The Bottom Line: YA sci fi fans should flock to this ingenious tale of reincarnated teenagers vying for control of their world. Highly recommended.
Told from the point of view of a 17-year-old computer geek, Zelly, Oversight begins with one of the more provocative statements in recent memory: “Ying wants me dead before I turn nineteen.” Zelly and Ying attend “bootcamp” together, a sort of preparatory school for members of Soul Identity, an ancient organization that ensures its members are healthy and wealthy as they’re reincarnated countless times.
Speaking of which, both teens – and a third, Simon – are reincarnated leaders of the group, essentially royalty. Despite the physical age of their bodies, they are, literally and figuratively, “old souls.” And why is nineteen such a “drop dead” birthday? Because that’s the age when each of the three are eligible to become an “overseer,” which gives them the power to run the world’s oldest bank, with funds intended to bankroll Soul Identity members across future reincarnations.
Author Dennis Batchelder has devised an ingenious power struggle within a fascinating organization. Along with the trio at bootcamp is Val, the group’s teacher and the organization’s “CEO.” Also along for the ride are “visitors,” who apparently have no idea that the trio are their future overseers. The story takes place in West Seattle, but except for recognizable glimpses of the ordinary civilian population, it feels in every way like an alternate universe.

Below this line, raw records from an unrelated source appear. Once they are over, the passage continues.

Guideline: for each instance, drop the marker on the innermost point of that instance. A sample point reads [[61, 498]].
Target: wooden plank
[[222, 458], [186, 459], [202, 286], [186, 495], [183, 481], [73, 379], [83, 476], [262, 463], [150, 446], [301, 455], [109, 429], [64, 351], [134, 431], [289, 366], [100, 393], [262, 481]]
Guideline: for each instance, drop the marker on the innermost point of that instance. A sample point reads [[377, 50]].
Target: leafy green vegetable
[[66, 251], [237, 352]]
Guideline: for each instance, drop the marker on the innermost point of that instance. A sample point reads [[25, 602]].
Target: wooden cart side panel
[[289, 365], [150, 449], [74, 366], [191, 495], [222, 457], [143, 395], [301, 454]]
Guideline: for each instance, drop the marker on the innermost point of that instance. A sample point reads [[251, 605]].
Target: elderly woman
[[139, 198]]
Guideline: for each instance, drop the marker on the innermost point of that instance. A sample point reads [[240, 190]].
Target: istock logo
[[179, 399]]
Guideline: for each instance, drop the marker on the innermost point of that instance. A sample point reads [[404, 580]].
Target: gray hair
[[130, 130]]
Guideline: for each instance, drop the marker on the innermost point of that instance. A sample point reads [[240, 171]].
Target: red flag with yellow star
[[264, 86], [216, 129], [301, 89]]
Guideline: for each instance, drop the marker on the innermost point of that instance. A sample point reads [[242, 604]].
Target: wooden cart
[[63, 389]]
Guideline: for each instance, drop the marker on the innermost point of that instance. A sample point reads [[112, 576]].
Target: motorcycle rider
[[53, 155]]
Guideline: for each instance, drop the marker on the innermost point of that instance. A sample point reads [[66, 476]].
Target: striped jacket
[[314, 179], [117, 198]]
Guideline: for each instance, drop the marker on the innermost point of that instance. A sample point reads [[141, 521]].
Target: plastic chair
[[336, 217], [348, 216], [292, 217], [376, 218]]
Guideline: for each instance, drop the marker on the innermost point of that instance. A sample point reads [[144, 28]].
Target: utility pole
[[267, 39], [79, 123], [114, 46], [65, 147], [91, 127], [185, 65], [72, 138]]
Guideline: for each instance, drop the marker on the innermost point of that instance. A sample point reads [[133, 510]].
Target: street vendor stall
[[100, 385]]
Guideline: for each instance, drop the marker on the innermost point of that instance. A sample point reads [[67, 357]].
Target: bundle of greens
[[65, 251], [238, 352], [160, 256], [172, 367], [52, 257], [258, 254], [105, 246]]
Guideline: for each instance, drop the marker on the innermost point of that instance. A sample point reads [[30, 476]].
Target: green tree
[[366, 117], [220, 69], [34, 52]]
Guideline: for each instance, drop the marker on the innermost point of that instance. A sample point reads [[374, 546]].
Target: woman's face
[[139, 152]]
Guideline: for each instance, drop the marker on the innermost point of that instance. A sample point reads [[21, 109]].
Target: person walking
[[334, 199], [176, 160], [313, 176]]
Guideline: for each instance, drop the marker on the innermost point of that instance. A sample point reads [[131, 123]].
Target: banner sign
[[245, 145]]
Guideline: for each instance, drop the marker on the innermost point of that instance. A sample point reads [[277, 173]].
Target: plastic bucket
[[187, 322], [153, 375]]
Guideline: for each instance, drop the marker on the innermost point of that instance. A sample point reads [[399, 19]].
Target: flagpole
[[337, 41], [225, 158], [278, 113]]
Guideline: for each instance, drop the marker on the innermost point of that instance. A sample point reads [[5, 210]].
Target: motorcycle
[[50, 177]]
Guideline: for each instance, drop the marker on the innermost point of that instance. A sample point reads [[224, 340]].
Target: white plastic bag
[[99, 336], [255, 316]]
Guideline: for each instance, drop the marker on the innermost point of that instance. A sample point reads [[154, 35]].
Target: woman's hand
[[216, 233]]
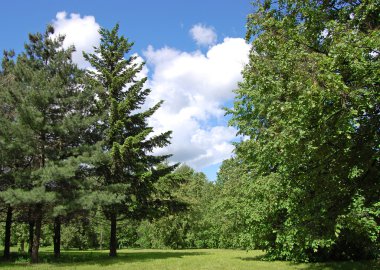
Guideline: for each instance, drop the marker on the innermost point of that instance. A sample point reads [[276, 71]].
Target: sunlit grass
[[206, 259]]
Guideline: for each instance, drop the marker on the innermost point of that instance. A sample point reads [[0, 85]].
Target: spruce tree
[[54, 111], [125, 165]]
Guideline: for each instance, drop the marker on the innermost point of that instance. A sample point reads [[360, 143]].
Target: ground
[[140, 259]]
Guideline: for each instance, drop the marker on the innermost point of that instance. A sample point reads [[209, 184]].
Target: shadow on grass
[[77, 258], [337, 265]]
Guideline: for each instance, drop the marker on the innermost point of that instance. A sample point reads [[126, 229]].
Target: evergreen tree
[[125, 164], [53, 110]]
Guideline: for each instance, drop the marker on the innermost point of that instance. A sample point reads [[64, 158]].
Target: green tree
[[125, 165], [309, 104], [50, 106]]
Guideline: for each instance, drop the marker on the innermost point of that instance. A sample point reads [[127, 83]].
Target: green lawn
[[140, 259]]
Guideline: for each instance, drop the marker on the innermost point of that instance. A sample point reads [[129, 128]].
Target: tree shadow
[[77, 258], [336, 265]]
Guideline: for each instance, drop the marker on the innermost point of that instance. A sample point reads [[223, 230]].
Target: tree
[[51, 108], [309, 103], [125, 165]]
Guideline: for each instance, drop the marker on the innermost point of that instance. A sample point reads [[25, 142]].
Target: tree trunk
[[7, 240], [57, 237], [31, 233], [113, 240], [22, 246], [36, 238]]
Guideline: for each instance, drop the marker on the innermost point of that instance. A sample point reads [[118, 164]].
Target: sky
[[194, 52]]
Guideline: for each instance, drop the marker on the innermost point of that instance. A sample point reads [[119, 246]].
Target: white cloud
[[203, 35], [82, 32], [194, 87]]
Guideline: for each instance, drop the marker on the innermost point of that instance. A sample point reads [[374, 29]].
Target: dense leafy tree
[[309, 103], [125, 164], [184, 229]]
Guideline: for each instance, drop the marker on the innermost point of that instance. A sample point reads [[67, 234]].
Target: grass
[[140, 259]]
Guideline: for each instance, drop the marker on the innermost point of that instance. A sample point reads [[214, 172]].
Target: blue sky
[[194, 52]]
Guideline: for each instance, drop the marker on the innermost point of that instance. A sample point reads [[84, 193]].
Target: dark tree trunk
[[113, 240], [36, 238], [31, 233], [22, 246], [57, 237], [7, 240]]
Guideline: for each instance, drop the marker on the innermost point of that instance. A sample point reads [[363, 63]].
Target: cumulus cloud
[[82, 32], [194, 87], [203, 35]]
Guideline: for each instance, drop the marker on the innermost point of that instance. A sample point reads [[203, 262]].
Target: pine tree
[[127, 168], [54, 110]]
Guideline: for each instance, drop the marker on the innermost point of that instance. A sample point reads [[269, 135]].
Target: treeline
[[75, 148], [73, 142]]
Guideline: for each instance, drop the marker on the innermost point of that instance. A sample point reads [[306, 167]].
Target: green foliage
[[309, 104]]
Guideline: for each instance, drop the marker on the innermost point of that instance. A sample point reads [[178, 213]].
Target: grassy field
[[140, 259]]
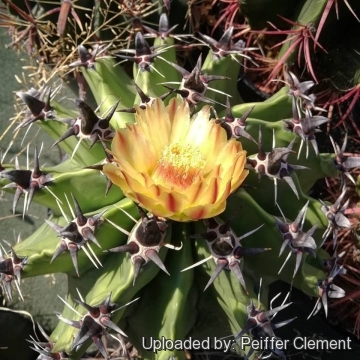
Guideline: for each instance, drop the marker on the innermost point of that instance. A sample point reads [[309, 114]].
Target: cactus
[[168, 200]]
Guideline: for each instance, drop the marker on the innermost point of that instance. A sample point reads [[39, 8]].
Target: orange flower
[[174, 166]]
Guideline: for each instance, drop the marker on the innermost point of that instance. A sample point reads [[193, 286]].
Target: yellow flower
[[174, 166]]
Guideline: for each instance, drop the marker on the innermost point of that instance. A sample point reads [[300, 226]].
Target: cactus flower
[[175, 166]]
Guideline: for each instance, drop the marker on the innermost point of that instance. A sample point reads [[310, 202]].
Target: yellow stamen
[[179, 165]]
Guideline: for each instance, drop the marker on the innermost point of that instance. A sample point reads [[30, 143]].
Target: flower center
[[179, 165]]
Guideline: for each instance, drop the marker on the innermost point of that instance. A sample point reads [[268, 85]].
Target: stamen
[[179, 165]]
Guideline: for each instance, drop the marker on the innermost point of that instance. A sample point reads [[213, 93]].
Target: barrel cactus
[[177, 197]]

Fictional world-building can be a treacherous game. Most authors hopelessly disorient readers without blatantly ripping off classic sci-fi/fantasy concepts. But that’s not the case here, as Batchelder successfully conveys the alliances, fractures and rules of the Soul Identity universe early on, all within a captivating, seamless and compelling narrative. Best of all, this isn’t yet another dark dystopian universe. When it comes to fantasy worlds inhabited by fierce teenagers, the Oversight universe feels entirely fresh, and at times, even hopeful. Is Zelly a sympathetic character? In the early going, it’s easy to get behind her seemingly simple desire to live to see the age of nineteen. Soon, it’s clear this is about more than simple survival. No one can blame her for being ambitious, and the more time goes on, the clearer it is that she’s a teenager in body only, and that she’s actually quite well-suited to this peer vs peer war for world domination. To say more would spoil the fun, but thanks to some ingenious plotting on Batchelder’s part, Zelly’s moral compass is ultimately put to the test.
We should mention that Batchelder began publishing the related Soul Identity trilogy in the 2000s. With that said, Oversight can be easily enjoyed as a stand alone novel.